Deroghe in materia di riposo giornaliero L’art. 7, nella parte che determina la misura e la consecutività del riposo giornaliero, può essere derogato ai sensi dell’art. 17. La deroga può essere disposta da contratti collettivi o accordi conclusi a livello nazionale tra le organizzazioni sindacali nazionali comparativamente più rappresentative e le associazioni nazionali dei datori di lavoro firmatarie di contratti collettivi nazionali di lavoro o, conformemente alle regole fissate nelle medesime intese, mediante contratti collettivi o accordi conclusi al secondo livello di contrattazione. Per poter derogare alla disposizione in materia di riposo le parti devono accordare ai prestatori di lavoro periodi equivalenti di riposo compensativo.
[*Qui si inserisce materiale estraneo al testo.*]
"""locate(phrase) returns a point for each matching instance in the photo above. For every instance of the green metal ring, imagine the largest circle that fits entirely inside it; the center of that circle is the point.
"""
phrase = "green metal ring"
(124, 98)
Se, in casi eccezionali ed oggettivi, non possono essere previsti dei periodi di riposo compensativo ai lavoratori interessati, deve essere accordata loro una protezione appropriata. In presenza di una siffatta tutela devono considerarsi ancora in vigore le previgenti disposizioni collettive che regolamentano l’orario di lavoro non rispettando il limite di 11 ore di riposo consecutivo. Nelle ipotesi di attività frazionate le deroghe alla disciplina in materia di riposi alle condizioni di cui all’art. 17, comma 4, possono avere ad oggetto la durata del riposo.